Prospects for regional economies are looking gloomy for next year as oil prices head to levels not seen since before China’s economy took flight in the early 2000s, according to a survey of financial analysts.
“The economic outlook for 2016 seems uncertain, with the vast majority of respondents [81 per cent] expecting low oil prices to impact the GCC economy,” said Amer Khansaheb, president of CFA Society Emirates, referring to the results of a survey by the institute of 200 financial analysts in Bahrain, Kuwait and the UAE.
The survey was conducted from late October to early last month, before the latest plunge in oil prices, which has since taken benchmark North Sea Brent down another 20 per cent.

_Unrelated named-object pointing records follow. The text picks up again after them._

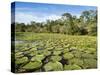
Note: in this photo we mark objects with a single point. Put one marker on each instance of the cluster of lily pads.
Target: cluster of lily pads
(55, 53)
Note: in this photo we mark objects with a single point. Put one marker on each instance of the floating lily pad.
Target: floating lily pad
(90, 63)
(57, 52)
(72, 67)
(38, 57)
(76, 61)
(53, 66)
(32, 65)
(56, 58)
(68, 55)
(21, 60)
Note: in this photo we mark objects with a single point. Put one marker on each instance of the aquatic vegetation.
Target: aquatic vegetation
(54, 52)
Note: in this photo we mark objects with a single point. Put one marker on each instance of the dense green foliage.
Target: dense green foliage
(36, 52)
(85, 24)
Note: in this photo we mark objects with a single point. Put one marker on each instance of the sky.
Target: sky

Brent closed down US$1.80 on Friday at $37.93 a barrel, the lowest level since mid-2004 and 67 per cent below last year’s high of about $115 a barrel.
A monthly oil market report on Friday by the International Energy Agency, the rich consuming countries’ main energy think tank, reiterated what has been apparent for some months: the oil market is set for a prolonged period of low oil prices until the Saudi Arabian-led policy to maximise production succeeds in drying up high-cost supply and allows refiners to sop up the record oil glut.

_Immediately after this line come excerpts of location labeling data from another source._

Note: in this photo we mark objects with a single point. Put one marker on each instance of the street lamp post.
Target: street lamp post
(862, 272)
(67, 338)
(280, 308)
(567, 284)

“There is evidence the Saudi-led strategy is starting to work,” the IEA report asserted.
“Lower prices are clearly taking a toll on non-Opec supply, with annual growth shrinking below 300,000 barrels per day in November from 2.2 million bpd at the start of the year.” Supply from non-Opec producers is forecast to start contracting next year.
Demand also has been spurred on by lower oil prices and the IEA sees demand growth remaining healthy next year, at about 1.2 million bpd, though the pace of growth will have slowed a bit from this year.
The longer-term outlook is for supply to continue shrink.
“As companies make further spending cuts in reaction to sub-$50-a-barrel oil the impact on supplies – both from non-Opec and Opec – will be even more pronounced in the longer term,” the IEA predicts.
But the market has been so oversupplied recently that momentum will mean it remains under pressure next year, especially if additional supply comes on the market from Iran, assuming it completes the process to lift sanctions related to its nuclear programme.
The governments in the GCC, meanwhile, are under pressure cut spending and increase their non-oil revenue sources to keep fiscal deficits from ballooning.
One such measure would be a move to introduce GCC-wide value-added taxes (VAT) on selected consumer items, though such a scheme is not expected until 2018 at the earliest.
Still, the analysts surveyed by the CFA were worried about the possibility of VAT, with 61 per cent concerned it would increase the cost of doing business in the region and 17 per cent saying it could deter investment.